Rep. Chris Stewart, wrapping up his final weeks in Congress after serving for just over a decade, told an audience at the University of Utah on Thursday that regardless of how fractured the country is, America can find a way to get past its most divisive issues if it looks to the country’s founders.
The questions that those debates are going to answer — like how to define gender, or what freedoms people are willing to give up in order to protect religious liberty — will “define this entire nation,” he said during a conversation with Sutherland Institute President Rick Larsen. Solving them will take some difficult conversations, Stewart added, pointing to the way the U.S. has taken on polarizing matters before.
“Here’s a good example,” he said. “How do you compromise on whether an African American slave is a person? Right? That’s a hard thing to have a conversation about, but our Founding Fathers had to do that, and they found a way to do it. They didn’t find the solution, but they found a way to get to the solution in the near future.”
The U.S. Constitution was initially drafted to count slaves as three-fifths of a person in determining representation in Congress, the number of electoral votes each state would receive and how much states would pay in taxes. After the Civil War — another example Stewart gave of a conflict in which the country ended up coming together — the compromise was repealed as the 14th Amendment was adopted.
Part of whats moved Congress into its ruptured state are influential “voices on both extremes,” mentioning the conservative House Freedom Caucus and its progressive counterparts across the aisle. That caucus doesn’t publish its membership, but none of Utah’s four Republican congressmen have identified themselves as members.
Stewart aligned with his Republican colleagues in the Freedom Caucus on a number of issues, including in voting against articles of impeachment against former President Donald Trump — both times they were invoked — and in many of them refusing to certify President Joe Biden’s 2020 victory.
That division is performative to an extent, Stewart said, which, he added, “shows you that there’s not a lot of honesty in our public discourse.”
He shared memories of his time on the House Appropriations Committee, saying the group often had debates lasting over 12 hours that would probably lead people to think “we’re ready to go to war with one another.” That, however, doesn’t reflect their personal relationships, Stewart said.
“At the end of the day, Congress reflects Americans,” Stewart said, and that’s what worries him.
The bitter partisan rhetoric has “gone beyond just the body politic ... to the point where people appear to be self-sorting,” Stewart noted, pointing to Americans moving from state to state to live in a place where they are governed by people who share their world view.
How might individual citizens work toward reducing division? Voting, Stewart said, and by strengthening families.
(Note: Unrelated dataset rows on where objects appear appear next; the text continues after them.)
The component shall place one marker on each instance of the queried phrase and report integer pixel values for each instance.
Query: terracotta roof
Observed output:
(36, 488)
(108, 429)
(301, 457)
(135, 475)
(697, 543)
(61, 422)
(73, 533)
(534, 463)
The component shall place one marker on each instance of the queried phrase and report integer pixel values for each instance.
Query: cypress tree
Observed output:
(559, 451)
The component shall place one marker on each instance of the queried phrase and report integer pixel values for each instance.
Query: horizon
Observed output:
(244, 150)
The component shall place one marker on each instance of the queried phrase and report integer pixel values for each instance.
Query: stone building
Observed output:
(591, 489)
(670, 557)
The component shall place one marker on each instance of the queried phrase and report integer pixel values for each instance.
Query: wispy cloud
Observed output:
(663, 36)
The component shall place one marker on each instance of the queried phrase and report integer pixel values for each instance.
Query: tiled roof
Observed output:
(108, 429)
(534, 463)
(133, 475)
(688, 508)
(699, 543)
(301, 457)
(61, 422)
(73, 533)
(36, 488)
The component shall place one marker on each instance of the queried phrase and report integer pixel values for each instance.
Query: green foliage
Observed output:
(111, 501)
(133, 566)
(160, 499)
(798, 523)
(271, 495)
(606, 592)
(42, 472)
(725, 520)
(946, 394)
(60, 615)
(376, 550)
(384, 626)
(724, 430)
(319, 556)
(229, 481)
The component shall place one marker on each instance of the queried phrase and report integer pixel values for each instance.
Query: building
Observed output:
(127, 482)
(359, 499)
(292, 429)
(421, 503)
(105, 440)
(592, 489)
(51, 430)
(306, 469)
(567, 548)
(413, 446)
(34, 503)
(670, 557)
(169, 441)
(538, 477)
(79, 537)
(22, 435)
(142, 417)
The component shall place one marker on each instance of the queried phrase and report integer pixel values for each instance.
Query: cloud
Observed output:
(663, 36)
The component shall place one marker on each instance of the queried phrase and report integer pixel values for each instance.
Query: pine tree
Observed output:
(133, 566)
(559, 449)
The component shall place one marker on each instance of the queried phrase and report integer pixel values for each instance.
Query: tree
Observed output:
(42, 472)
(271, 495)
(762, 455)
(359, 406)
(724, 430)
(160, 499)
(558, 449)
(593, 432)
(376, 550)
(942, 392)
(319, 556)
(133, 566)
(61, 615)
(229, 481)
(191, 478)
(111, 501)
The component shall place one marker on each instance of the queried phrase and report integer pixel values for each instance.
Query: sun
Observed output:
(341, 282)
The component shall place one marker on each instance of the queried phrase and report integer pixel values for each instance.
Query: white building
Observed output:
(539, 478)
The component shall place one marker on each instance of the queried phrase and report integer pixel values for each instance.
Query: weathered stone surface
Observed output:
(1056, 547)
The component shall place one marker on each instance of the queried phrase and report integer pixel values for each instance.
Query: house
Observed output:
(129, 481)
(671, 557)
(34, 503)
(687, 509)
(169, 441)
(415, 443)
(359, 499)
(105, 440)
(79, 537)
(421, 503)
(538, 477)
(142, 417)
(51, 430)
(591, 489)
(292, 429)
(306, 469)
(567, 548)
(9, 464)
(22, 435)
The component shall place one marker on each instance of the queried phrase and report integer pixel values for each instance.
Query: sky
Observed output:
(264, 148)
He is leaving Congress to help take care of his wife after she had a stroke about a year ago, and he said prioritizing his family is something he would like to be known for.
“When we say we put family first, only a couple of times in our lives is that tested,” Stewart said.
Utah voters will elect Stewart’s replacement during a special congressional election this fall.
Despite much of the conversation being focused on the growing divide in the U.S., the outgoing congressman said he has hope for the future “because God cares about this country.”
“We are the glue that holds the world together,” he said. “If the United States stumbles, the world crumbles underneath us.”